Entertainment

How Can 'True Blood' Fix Season 6? Sex. Duh.

True Blood has tried to take the high-minded road. It has asked questions about religion versus mercy. It has raised attitudes towards vampires as an issue similar to racism in America. It has even touched upon the topics of gun violence and governmental hypocrisy. True Blood has certainly tried to deliver thoughtful elements in a sea of sex, drugs, and violence, but anyone who kids themselves into thinking they watch this show for its social commentary has lost his or her mind. That's why there is only one way to fix Season 6's painful trajectory: Do as Sunday's episode suggests and "Fuck The Pain Away." Step one: Just give in and get Sookie another vampire boyfriend. Even if he's got a ridiculously unsexy name like Warlow.

I'm not usually one to suggest that a series stop trying to be smart and progressive and just give us the saucy goods. After all, it is possible to tread the line between lofty and salacious. (Don Draper is a household name for a reason.) Unfortunately for True Blood, it's old enough that it's high time to end its dreams of conveying stories with a greater meaning. The show needs to accept the truth, and settle back into its tried and true pattern of impossibly unabashed sex. Sookie, as usual, is the perfect person to get the ball rolling.

After she threatens to kill Warlow upon seducing him on her couch, Warlow turns the whole theory about his desire to kill her on its head. He claims that he loves her and that she was betrothed to him, not promised to him as some sort of doomed bounty. What's more is that Warlow claims her parents tried to kill her and that his only recourse was to kill them in order to protect her. This makes a tiny bit of sense when we go back in time with the help of Lafayette (who is once again doing another character's bidding): Warlow's plan was to keep Sookie, the faerie princess, safe from vampires by making her a vampire. As we learned when Jason went temporarily psycho, the Stackhouses were very racist (speciesist?) against vampires and they decided that they'd kill Sookie rather than let her fall under Warlow's protective plan.

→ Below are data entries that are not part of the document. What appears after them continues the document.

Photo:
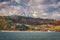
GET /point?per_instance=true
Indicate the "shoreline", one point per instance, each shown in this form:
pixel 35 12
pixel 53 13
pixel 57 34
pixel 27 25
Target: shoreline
pixel 23 31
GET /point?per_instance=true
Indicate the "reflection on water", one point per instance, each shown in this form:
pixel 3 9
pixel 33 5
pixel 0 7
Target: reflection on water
pixel 29 36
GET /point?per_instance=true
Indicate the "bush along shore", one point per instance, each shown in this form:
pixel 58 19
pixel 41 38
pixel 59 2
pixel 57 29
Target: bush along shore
pixel 28 24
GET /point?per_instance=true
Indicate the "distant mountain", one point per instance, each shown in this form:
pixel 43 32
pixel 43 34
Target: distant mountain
pixel 29 20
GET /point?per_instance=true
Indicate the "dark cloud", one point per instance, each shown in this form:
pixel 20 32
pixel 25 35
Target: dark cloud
pixel 4 0
pixel 51 9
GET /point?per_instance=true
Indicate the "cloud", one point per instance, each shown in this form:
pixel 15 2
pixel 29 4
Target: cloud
pixel 44 8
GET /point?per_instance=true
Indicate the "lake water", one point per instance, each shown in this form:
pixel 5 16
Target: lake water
pixel 29 35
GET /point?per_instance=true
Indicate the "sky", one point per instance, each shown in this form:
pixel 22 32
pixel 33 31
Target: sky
pixel 31 8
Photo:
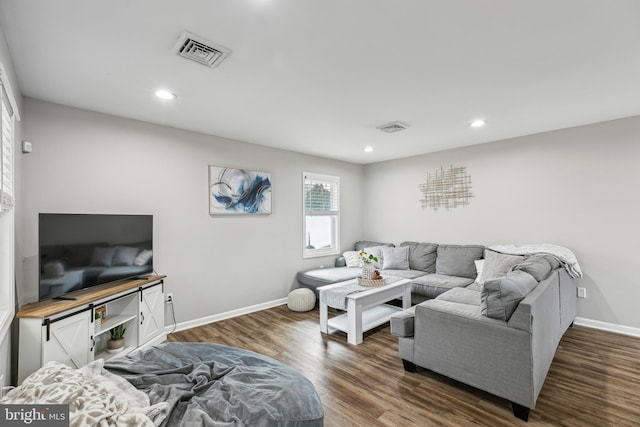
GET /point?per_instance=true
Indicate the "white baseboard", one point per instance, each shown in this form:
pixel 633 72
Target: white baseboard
pixel 222 316
pixel 605 326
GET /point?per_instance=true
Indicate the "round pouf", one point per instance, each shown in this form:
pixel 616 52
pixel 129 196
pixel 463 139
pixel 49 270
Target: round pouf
pixel 302 299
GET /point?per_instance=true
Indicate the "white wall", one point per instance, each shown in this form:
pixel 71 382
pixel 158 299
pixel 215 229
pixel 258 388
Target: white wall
pixel 576 187
pixel 94 163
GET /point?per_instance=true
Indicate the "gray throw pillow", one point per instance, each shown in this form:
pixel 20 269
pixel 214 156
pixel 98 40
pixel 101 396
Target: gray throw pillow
pixel 456 260
pixel 422 256
pixel 500 297
pixel 143 257
pixel 497 265
pixel 537 266
pixel 102 256
pixel 395 258
pixel 124 255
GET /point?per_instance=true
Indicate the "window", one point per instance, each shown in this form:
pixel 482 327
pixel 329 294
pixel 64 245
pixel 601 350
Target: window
pixel 321 222
pixel 6 165
pixel 8 116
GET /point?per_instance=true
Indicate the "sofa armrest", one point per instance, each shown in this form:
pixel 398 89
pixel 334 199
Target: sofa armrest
pixel 485 353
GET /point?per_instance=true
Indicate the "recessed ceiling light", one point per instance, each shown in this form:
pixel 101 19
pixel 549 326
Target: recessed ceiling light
pixel 165 94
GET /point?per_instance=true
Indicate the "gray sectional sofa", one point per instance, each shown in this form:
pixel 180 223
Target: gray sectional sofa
pixel 432 268
pixel 488 319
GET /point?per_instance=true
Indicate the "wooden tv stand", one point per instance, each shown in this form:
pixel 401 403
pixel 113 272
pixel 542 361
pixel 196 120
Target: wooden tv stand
pixel 67 331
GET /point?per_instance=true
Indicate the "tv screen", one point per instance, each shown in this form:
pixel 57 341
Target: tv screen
pixel 78 251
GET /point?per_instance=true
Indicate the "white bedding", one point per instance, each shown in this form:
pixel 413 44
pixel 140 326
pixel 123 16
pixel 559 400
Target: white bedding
pixel 95 396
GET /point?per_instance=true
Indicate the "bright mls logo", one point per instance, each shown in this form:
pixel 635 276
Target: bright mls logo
pixel 34 415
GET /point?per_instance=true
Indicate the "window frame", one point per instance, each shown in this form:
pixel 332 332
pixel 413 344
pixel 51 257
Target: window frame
pixel 335 249
pixel 7 213
pixel 7 153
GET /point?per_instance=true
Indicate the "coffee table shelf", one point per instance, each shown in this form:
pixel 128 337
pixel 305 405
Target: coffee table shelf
pixel 371 318
pixel 366 309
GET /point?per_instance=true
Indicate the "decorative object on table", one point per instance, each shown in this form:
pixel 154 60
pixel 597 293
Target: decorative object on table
pixel 367 264
pixel 375 280
pixel 302 299
pixel 102 312
pixel 116 343
pixel 446 188
pixel 238 191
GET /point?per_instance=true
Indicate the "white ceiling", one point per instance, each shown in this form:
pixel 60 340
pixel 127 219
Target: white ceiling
pixel 318 76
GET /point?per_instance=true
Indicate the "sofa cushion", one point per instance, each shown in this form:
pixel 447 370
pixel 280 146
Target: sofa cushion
pixel 422 256
pixel 327 276
pixel 402 322
pixel 395 258
pixel 352 259
pixel 432 285
pixel 461 295
pixel 479 264
pixel 102 256
pixel 457 260
pixel 464 310
pixel 500 297
pixel 124 255
pixel 537 266
pixel 361 244
pixel 497 265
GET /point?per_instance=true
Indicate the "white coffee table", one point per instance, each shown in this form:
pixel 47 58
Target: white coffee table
pixel 366 309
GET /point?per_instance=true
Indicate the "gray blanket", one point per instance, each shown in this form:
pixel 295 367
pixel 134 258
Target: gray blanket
pixel 215 385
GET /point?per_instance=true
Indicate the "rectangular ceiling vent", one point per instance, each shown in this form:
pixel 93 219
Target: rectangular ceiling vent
pixel 393 127
pixel 200 50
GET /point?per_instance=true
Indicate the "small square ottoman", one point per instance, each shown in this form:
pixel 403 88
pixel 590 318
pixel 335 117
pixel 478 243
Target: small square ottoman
pixel 302 299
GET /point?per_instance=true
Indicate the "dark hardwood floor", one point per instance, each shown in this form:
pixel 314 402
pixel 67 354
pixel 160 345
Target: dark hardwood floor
pixel 594 379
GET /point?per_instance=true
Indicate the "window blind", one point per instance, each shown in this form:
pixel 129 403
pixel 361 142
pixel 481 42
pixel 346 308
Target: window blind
pixel 321 196
pixel 7 200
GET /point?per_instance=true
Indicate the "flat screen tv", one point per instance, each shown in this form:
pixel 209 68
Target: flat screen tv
pixel 77 251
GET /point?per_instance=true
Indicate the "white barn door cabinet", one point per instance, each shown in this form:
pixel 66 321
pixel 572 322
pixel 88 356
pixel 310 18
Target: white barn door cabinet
pixel 68 331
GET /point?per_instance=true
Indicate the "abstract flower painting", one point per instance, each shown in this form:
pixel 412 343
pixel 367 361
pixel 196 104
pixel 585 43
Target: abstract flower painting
pixel 238 191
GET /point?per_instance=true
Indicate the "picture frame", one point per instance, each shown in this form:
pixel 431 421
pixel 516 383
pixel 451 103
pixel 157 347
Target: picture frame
pixel 239 191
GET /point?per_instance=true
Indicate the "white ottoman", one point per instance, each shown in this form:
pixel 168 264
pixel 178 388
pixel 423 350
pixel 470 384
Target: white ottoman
pixel 302 299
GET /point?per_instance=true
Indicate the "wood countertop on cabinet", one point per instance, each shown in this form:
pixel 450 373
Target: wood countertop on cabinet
pixel 51 307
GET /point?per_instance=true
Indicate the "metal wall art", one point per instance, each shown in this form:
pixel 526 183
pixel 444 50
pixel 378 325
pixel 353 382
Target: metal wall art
pixel 446 189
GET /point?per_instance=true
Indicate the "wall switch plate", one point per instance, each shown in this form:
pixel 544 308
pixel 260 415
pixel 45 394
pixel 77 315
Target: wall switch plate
pixel 26 147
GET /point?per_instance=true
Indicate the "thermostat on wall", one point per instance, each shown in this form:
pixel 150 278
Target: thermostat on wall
pixel 26 147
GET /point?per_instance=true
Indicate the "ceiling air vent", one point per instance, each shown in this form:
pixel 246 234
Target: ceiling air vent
pixel 393 127
pixel 200 50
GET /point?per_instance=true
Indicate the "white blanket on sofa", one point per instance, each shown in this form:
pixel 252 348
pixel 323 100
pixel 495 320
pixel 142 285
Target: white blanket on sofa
pixel 566 257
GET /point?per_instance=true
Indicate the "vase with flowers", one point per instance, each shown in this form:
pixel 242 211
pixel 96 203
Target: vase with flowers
pixel 368 268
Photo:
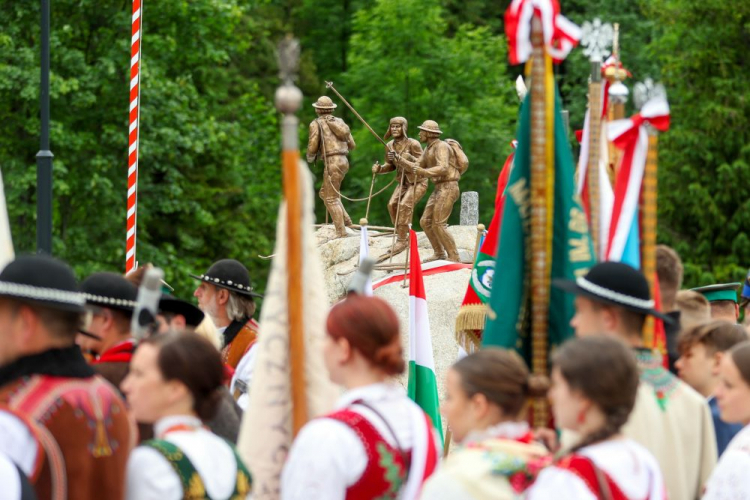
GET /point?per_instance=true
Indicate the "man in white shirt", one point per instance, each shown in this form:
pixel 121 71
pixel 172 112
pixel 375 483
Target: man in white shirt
pixel 670 418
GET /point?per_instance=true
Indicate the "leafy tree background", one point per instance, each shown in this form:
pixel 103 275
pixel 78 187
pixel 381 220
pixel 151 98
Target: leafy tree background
pixel 209 167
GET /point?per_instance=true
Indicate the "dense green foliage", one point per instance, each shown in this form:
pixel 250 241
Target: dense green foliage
pixel 209 182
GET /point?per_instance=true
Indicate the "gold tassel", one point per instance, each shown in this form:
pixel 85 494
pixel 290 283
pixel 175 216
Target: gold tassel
pixel 471 317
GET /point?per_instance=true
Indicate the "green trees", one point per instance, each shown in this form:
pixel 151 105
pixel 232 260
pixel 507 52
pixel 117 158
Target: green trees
pixel 402 62
pixel 209 178
pixel 209 170
pixel 704 194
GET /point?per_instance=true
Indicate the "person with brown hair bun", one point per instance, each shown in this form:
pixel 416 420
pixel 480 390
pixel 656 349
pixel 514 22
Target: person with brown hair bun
pixel 594 386
pixel 377 444
pixel 730 478
pixel 175 382
pixel 496 457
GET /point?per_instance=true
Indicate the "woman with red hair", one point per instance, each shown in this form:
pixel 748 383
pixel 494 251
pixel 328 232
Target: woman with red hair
pixel 377 443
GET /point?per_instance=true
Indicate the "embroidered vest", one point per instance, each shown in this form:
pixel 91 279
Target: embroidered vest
pixel 386 469
pixel 240 344
pixel 192 484
pixel 584 468
pixel 84 432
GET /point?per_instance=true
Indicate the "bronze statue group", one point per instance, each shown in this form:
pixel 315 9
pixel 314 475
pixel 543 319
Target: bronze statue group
pixel 102 398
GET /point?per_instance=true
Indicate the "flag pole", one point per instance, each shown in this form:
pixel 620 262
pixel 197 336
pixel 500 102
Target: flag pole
pixel 596 39
pixel 542 178
pixel 649 188
pixel 618 96
pixel 288 101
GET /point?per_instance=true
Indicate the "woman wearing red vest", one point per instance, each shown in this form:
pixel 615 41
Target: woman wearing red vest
pixel 495 457
pixel 175 382
pixel 594 386
pixel 378 444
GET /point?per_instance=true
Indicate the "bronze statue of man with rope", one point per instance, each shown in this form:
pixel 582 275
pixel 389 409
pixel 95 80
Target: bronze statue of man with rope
pixel 331 140
pixel 410 188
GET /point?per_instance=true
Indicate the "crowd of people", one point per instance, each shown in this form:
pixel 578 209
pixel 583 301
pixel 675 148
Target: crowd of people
pixel 88 411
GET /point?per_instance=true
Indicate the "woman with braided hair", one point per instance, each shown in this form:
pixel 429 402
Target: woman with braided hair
pixel 594 386
pixel 496 457
pixel 377 444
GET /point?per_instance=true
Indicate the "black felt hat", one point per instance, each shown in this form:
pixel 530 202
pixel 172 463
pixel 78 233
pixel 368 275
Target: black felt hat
pixel 110 290
pixel 229 274
pixel 42 280
pixel 617 284
pixel 170 304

Suddenly, it's pretty easy to believe the handsome gentleman with a British accent when he says he's in love with Sookie and that they're destined for each other. Plus, after running both the Eric & Sookie and Bill & Sookie plot lines into the ground and vaporizing any hope that Alcide & Sookie might have something, a new love interest might actually work to breathe a little life into this cold, undead series.

Look, I understand that True Blood has been trying to make Sookie more independent over the course of the past season. She's been on her own a lot more and her dreams about being double-teamed by her vampire suitors are at an all-time low, but if there's one thing we've learned about Sookie's character it's that she's simply not written robustly enough to be on her own. Sookie's not a progressive character, at least not the way she's been portrayed on television. When left to her own devices, her story lines are boring or worse, obnoxious. The writers simply do a better job with the occasionally cantankerous blonde when they're pushing her up against a love interest... like this:

So, after six seasons, it's time to just age gracefully and do the things that come naturally to you, True Blood - even if those things ruin your Bechdel score. And now is the perfect time. Sunday's episode ended with poor Lafayette being relegated to the tired role of spirit vessel. This time, he's Sookie's dad and he's come back from the spirit world to keep Sookie away from Warlow by kidnapping and killing her. You know, the usual. The episode ends with Sookie gargling river water as Laf-Dad tries to drown her, and this is a perfect opportunity for Warlow to prove his love so they can start getting steamy on the regular.

There's just one small problem: Bill has Lilith inside of him, so he's able to command Warlow as his maker. That means Warlow's currently trapped in Bill's underground bunker taking trips down caveman memory lane. Convenient? Completely. Do we care? Only if it prevents Warlow from coming to Sookie's aid, dispelling the spirit of her murderous pop, and giving her a reason to kiss him (among other things) for real.

The series already did us a solid and reopened the case file on Jess and Jason's turbulent love affair (after Jason revisits his sexual past with Sarah, of course). He's on a mission to rescue Jess from the LAVTF because he thinks he possibly cheated on her - he can't really remember what happened before he went all psycho-racist for a few episodes. But aside from Jason's unfolding story line, the only sex we seem to encounter is a pair of inmates going at it like lab rats for the LAVTF researchers and the implication that Sam and Nicole slept together.

True Blood is a simple thing: The live-action equivalent of a tawdry romance novel. It's got oodles of violence and supernatural elements to make it a little more palatable for those of us who aren't impressed by stories about "Reginald's quivering member," but it's not a series sought out for its revolutionary character development. It's a mindless escape meant to make us drop our jaws at the horrors and delights of a vampire-laden world. That's it. And if the series has any hope of hanging on to those of us still watching, it had better to get back to the business, starting with Sookie and her unfortunately-named vampire-fae suitor.